6 July 2003 | Philby-3
Spy Story for Sunday Night
This is a lightly fictionalised account of how four tewwibly well brought up English boys betrayed their country to the Soviet Union. Philby's father had been a distinguished diplomat and Arabist and McLean's a cabinet minister. All had public school educations and had been undergraduates at the same Cambridge college. They set off into promising careers in the foreign office and security services and were Soviet agents from the start. Their great coup was to give the Soviets enough details about the atomic bomb to speed up their program to build one by a couple of years, but it was at the expense of blowing McLean and Burgess's cover (they escaped to Moscow in 1951), and Philby being fired from MI6. He joined them in Moscow in 1963. Blunt, by now the Keeper of the Queen's Pictures was then interrogated; he confessed, and was let go.
It's one of the really great spy stories of the 20th century. This version concentrates on the personal dynamics. The amount of contact the spies had with each other after Cambridge seems to be much exaggerated (pretty bad security), but gives us the picture of the gang of four against the Establishment. The women are interesting too. Philby was a ladies' man to whom Donald McLean's American wife Melinda (Anne-Louise Plowman) was attracted. They later lived together in Moscow. Blunt and Burgess were both gay, but friends rather than lovers.
The Establishment, in the person of Lord Halifax (James Fox), Ambassador to Washington, found it difficult to believe that 'people like us' could do such things and started looking for the atomic spy in the embassy kitchens. One or two western counter-intelligence operatives including the CIA's formidable James Jesus Angleton nearly nabbed them, but with Philby tipping them off (and duchessing Angleton), Burgess and McLean made it safely to Moscow.
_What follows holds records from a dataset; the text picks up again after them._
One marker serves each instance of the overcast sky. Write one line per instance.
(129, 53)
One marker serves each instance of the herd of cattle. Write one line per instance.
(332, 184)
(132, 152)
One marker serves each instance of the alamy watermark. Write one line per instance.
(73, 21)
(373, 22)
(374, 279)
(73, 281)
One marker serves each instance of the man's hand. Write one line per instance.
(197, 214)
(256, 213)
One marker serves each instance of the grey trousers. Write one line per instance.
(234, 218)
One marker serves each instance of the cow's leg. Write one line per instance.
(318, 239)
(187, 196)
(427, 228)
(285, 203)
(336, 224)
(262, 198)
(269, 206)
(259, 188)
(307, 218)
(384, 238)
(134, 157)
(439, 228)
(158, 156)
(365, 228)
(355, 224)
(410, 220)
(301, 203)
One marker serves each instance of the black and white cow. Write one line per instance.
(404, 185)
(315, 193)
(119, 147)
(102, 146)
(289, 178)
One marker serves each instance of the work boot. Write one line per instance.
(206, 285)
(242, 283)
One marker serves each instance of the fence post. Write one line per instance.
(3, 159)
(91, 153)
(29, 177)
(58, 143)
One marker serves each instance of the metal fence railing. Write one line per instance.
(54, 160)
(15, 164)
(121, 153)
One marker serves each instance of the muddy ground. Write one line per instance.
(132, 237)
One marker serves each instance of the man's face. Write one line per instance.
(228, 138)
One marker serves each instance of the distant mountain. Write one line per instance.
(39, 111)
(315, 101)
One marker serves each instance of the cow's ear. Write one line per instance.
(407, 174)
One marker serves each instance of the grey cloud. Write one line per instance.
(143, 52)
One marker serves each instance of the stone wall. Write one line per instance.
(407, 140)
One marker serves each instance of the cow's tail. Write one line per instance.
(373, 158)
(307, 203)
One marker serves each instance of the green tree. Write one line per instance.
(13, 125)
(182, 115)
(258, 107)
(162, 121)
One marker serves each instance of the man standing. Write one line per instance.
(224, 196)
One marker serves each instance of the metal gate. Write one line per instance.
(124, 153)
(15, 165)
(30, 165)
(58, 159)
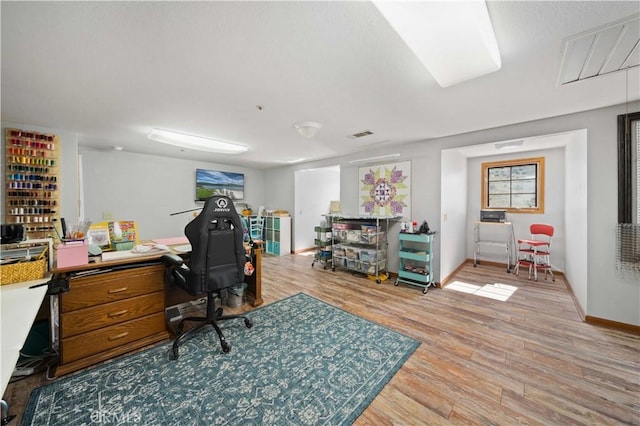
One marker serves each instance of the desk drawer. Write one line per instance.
(95, 317)
(112, 286)
(93, 342)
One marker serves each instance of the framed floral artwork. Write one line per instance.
(385, 190)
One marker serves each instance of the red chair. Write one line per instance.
(535, 252)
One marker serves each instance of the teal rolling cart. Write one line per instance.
(416, 256)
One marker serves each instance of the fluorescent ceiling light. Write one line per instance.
(509, 144)
(308, 129)
(379, 157)
(453, 39)
(195, 142)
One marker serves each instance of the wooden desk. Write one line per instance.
(19, 305)
(114, 307)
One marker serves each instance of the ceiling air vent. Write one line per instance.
(602, 50)
(361, 134)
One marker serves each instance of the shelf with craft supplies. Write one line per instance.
(32, 195)
(26, 260)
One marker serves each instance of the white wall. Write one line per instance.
(314, 190)
(609, 296)
(148, 189)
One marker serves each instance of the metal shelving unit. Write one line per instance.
(416, 258)
(360, 244)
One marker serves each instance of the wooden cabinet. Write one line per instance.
(277, 235)
(416, 260)
(360, 244)
(105, 314)
(32, 195)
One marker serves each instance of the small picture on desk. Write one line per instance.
(99, 237)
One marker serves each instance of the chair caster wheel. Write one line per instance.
(173, 355)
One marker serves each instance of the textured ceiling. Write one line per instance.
(111, 71)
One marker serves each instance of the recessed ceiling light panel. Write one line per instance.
(198, 143)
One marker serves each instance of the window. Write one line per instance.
(516, 186)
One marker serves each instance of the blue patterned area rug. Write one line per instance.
(304, 362)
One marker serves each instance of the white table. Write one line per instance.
(19, 306)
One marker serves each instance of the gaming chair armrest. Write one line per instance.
(172, 259)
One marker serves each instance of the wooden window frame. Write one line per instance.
(539, 161)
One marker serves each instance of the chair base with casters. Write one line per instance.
(216, 263)
(213, 315)
(535, 253)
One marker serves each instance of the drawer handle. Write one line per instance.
(118, 336)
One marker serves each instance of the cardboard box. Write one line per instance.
(73, 254)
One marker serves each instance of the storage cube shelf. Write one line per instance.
(277, 235)
(416, 260)
(31, 174)
(360, 244)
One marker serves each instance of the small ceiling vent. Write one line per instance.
(602, 50)
(361, 134)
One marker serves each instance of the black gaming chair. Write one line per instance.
(216, 262)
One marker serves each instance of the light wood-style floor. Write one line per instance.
(529, 360)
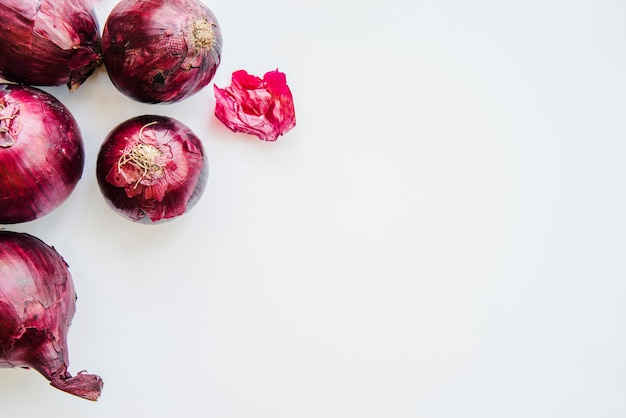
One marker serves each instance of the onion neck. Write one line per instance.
(202, 33)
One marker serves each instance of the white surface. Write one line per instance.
(441, 236)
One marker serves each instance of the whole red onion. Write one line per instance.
(160, 51)
(37, 304)
(48, 42)
(151, 168)
(41, 153)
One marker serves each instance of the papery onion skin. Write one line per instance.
(37, 304)
(151, 169)
(42, 153)
(49, 42)
(161, 51)
(262, 107)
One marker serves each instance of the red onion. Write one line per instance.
(151, 168)
(159, 51)
(262, 107)
(48, 42)
(41, 153)
(37, 304)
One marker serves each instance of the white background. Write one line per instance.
(441, 236)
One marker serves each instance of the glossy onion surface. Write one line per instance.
(48, 42)
(41, 153)
(37, 304)
(161, 51)
(151, 168)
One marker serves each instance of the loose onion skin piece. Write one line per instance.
(49, 42)
(161, 51)
(151, 169)
(41, 153)
(37, 304)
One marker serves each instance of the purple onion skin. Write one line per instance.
(41, 153)
(151, 169)
(49, 42)
(37, 304)
(161, 51)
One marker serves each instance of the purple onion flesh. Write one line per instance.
(41, 153)
(49, 42)
(37, 304)
(161, 51)
(151, 169)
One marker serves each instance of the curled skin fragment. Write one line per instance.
(261, 107)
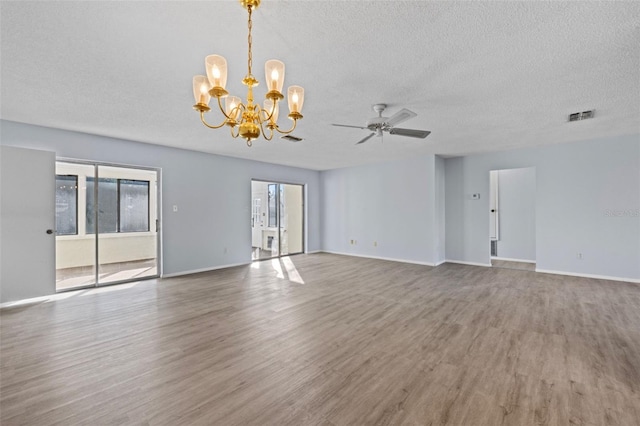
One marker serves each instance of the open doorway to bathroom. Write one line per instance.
(512, 199)
(277, 219)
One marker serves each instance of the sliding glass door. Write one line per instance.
(106, 219)
(277, 219)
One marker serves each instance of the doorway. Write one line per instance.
(277, 219)
(512, 204)
(106, 224)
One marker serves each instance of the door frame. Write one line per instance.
(304, 215)
(158, 224)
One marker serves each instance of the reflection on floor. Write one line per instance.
(258, 253)
(507, 264)
(79, 277)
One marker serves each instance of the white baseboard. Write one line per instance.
(415, 262)
(197, 271)
(461, 262)
(599, 277)
(508, 259)
(27, 301)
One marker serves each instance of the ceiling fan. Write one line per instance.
(380, 124)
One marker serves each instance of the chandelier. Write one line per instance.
(247, 120)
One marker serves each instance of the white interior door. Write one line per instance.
(27, 226)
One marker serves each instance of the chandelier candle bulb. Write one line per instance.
(274, 73)
(216, 70)
(231, 103)
(269, 108)
(296, 99)
(201, 90)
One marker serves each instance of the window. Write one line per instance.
(66, 204)
(123, 205)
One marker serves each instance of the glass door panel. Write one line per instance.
(75, 248)
(126, 213)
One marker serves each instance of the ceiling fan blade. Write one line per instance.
(346, 125)
(400, 116)
(366, 139)
(412, 133)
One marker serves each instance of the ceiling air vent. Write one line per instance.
(577, 116)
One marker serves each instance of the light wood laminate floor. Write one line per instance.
(329, 340)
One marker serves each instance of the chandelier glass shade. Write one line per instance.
(247, 119)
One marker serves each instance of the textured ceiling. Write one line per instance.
(482, 76)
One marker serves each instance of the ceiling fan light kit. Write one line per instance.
(378, 125)
(247, 119)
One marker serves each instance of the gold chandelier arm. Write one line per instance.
(264, 134)
(209, 125)
(286, 132)
(222, 108)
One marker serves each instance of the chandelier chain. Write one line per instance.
(250, 40)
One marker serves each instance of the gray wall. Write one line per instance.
(517, 213)
(587, 201)
(213, 193)
(391, 203)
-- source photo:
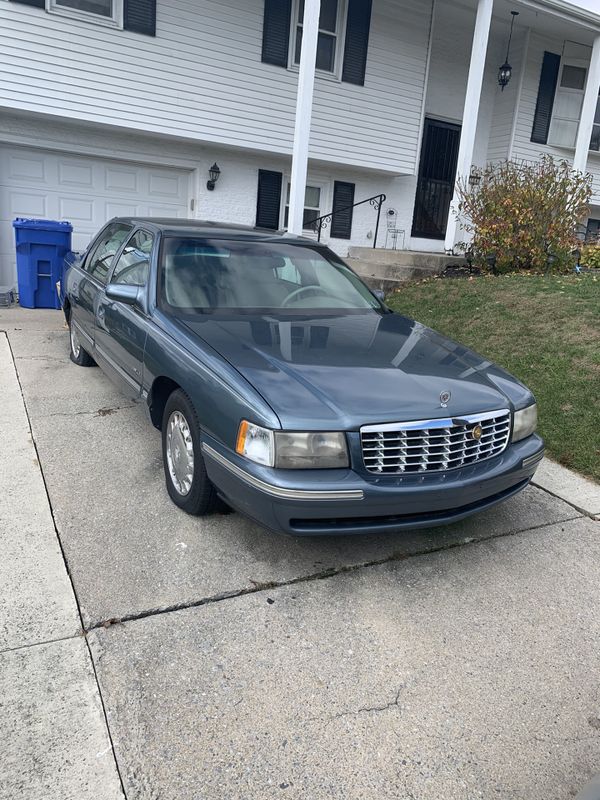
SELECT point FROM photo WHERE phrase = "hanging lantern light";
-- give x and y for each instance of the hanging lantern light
(505, 71)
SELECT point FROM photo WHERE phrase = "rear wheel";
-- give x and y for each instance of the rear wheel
(185, 472)
(79, 356)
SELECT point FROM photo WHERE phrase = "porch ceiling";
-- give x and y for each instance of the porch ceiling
(546, 19)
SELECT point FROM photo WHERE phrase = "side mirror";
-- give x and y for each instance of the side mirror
(130, 295)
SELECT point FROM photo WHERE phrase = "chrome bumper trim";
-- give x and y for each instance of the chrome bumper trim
(277, 491)
(528, 462)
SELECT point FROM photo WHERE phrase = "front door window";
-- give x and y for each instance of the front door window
(437, 174)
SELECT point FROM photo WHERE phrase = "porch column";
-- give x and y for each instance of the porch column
(588, 110)
(471, 110)
(306, 82)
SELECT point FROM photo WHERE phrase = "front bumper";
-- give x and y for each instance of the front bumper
(322, 502)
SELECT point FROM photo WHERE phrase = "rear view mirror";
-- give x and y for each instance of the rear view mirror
(124, 293)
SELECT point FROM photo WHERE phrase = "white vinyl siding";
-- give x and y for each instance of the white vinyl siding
(523, 147)
(202, 78)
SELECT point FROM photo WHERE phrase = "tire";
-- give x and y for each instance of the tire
(79, 356)
(188, 484)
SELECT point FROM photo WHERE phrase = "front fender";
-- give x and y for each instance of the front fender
(221, 396)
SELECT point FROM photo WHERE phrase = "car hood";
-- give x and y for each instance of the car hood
(341, 372)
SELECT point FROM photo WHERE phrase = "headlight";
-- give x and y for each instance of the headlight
(255, 443)
(292, 450)
(524, 423)
(310, 450)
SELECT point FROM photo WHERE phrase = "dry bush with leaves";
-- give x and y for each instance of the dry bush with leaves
(522, 212)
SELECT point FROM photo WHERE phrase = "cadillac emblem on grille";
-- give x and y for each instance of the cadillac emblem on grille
(445, 398)
(477, 432)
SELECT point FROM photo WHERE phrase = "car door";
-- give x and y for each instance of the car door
(121, 328)
(89, 282)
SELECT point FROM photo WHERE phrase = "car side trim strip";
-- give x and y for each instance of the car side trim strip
(102, 353)
(82, 332)
(278, 491)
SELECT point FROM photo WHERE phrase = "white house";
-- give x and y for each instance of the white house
(115, 107)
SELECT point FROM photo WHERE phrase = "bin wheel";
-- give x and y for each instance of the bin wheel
(79, 356)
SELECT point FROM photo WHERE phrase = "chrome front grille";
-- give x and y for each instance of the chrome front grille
(434, 445)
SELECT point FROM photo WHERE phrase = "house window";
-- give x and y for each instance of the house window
(109, 12)
(595, 142)
(592, 233)
(329, 40)
(312, 206)
(568, 103)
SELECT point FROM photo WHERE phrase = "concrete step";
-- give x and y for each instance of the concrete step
(404, 258)
(384, 269)
(388, 272)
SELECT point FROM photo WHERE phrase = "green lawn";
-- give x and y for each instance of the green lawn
(545, 330)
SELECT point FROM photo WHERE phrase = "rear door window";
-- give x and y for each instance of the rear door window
(133, 264)
(101, 258)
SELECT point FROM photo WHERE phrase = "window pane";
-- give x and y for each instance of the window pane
(312, 196)
(326, 52)
(298, 45)
(101, 7)
(134, 262)
(563, 132)
(328, 18)
(573, 77)
(309, 215)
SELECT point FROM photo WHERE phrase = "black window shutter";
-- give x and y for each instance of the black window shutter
(276, 32)
(545, 101)
(357, 41)
(139, 16)
(343, 197)
(36, 3)
(268, 202)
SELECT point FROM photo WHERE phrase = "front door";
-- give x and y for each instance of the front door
(437, 173)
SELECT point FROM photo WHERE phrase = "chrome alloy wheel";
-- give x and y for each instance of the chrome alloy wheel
(180, 453)
(75, 343)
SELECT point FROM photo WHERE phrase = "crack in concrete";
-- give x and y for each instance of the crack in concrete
(262, 586)
(590, 514)
(100, 412)
(395, 703)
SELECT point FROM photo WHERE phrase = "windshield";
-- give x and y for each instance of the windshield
(209, 275)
With four hours to play with all the characters are richly drawn. Tom Hollander's Guy Burgess is a drunken dirty little sod who somehow manages to be witty and charming as well. It was great cover for a spy. As Donald McLean, Rupert Penry-Jones is the Golden Boy who feels himself unworthy, and sees communism as the way to redemption. Toby Stephens as Kim Philby gives us the cleverness, the deviousness and the angst as well, especially in the Spanish episode.(I'm afraid us Philbys are a devious lot, but we bleed, we bleed). Samuel West's Blunt has the occasional hint of emotion, but basically is a cold fish. Art, it seems is his life. He does get on tewwibly well with the Queen.
Seventy years on, it's not so much why they did it, but why they kept it up that mystifies. Given their location close to the heart of British Intelligence and hence knowing as much as anybody outside about what really went on the Soviet Union, it's extraordinary that Philby and McLean in particular continued on right up to 1951 (Blunt was more or less inactive after 1945). It is suggested here that Ms McLean did try to get her husband to give up spying but there's no real explanation as to why he persisted. Perhaps he still believed. Anyway, truth or fiction is hardly the point here - Sunday night is not for history lessons. This is a familiar tale well told, visually splendid and not too taxing. The real story, I suspect, is far too complex for even the most adroit (or left) TV producer. An earlier TV account,"Philby Burgess and McLean" (1977) is also worth watching, if you can find it.